Buried in the talk about immigration reform is an issue that was has nothing to do with patrolling borders, granting exemptions for those doing domestic jobs or giving higher education breaks to immigrant children.
Iraqis who helped the United States during war in their home country are at great risk. And although some Iraqis obtained visas to escape, there are reportedly still tens of thousands of Iraqis whose lives are threatened as they are trapped in a land now hostile to them as radical militias view them as traitors.
A number of other countries airlifted Iraqis who worked for them out of the country when troops left. Britain, Australia, Denmark are among those that safely removed Iraqis.
Nowhere is the urgency of resolving this problem more apparent than examining the case of “Omar,” a former Iraqi forklift operator who worked for U.S. contractors. As an advocate for the Iraqi people dangerously left behind, author Kirk Johnson has researched the email trail left by Omar. A year’s worth of correspondence between Omar and U.S. immigration offices overseen by the State Department offer evidence of the futile attempts he made to escape Iraq.

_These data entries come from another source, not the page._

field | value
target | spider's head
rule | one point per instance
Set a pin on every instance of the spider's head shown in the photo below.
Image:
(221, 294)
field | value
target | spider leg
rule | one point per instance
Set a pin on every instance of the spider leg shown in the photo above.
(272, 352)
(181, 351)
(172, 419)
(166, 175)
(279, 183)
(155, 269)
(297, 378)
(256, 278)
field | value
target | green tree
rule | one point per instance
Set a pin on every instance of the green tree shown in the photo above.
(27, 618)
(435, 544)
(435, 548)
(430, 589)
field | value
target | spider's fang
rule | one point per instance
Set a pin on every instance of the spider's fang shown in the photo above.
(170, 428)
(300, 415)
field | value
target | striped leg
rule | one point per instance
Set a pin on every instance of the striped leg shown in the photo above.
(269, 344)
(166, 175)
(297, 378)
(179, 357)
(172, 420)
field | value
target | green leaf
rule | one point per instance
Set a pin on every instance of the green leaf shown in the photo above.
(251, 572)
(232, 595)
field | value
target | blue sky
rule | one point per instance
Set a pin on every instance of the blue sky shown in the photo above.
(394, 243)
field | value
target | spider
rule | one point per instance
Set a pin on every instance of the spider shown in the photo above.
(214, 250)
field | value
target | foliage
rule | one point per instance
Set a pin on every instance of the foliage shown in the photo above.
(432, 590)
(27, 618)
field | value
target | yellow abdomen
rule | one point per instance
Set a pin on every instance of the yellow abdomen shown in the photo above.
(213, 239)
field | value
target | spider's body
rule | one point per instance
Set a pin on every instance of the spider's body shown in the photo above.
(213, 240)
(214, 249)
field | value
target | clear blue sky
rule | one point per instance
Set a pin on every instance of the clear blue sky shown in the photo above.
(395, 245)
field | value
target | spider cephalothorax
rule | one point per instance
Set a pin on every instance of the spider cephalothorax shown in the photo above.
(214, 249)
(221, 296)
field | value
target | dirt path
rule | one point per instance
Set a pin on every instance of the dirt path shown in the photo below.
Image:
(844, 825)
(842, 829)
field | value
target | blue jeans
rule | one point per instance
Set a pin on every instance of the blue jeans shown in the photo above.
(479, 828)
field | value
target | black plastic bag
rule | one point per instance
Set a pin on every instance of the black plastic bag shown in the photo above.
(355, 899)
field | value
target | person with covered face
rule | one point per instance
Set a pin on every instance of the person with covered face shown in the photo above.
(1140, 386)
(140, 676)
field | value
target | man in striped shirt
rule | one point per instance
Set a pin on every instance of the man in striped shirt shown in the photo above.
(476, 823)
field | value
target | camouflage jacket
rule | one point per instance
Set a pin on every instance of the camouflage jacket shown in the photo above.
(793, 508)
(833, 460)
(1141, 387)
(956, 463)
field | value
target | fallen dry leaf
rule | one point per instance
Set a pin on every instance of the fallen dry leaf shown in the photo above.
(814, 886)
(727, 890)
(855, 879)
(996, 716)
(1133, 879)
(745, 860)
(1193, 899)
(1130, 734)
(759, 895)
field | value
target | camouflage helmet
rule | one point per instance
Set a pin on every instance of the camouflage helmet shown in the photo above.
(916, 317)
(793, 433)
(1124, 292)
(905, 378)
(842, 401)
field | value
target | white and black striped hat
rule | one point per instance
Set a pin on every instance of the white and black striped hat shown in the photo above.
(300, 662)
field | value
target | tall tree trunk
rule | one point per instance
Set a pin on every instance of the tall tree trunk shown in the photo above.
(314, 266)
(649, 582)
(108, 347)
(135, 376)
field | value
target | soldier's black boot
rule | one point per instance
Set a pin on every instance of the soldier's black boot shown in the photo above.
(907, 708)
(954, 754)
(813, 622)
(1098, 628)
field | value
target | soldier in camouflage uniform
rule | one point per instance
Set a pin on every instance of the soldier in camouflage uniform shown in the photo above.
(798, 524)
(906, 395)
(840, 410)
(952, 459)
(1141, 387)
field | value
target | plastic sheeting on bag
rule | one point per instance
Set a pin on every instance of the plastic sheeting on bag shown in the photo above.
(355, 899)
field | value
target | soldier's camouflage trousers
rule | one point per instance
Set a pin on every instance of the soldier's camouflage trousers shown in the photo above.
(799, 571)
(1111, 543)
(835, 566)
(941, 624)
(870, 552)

Over and over he was told to supply employment information, and he complied. And then he was told to supply the information again. And again. All of this despite his pleas of urgency because of threats being made on his life.
Seven weeks went by after Omar submitted another employment verification letter — this one written on official stationery by a U.S. contractor who supplied glowing reviews of Omar and offered his cellphone number and email address as additional contact information. And then, still waiting, Omar was decapitated in Iraq.
Johnson, interviewed on “This American Life,” is frustrated that Omar and thousands of others like him haven’t been helped — especially because tools are in place to do so. He cited the Guam Option that has been used before in which the president issues an executive order to fly threatened visa applicants to a U.S. base to thoroughly screen them, but keep them safe.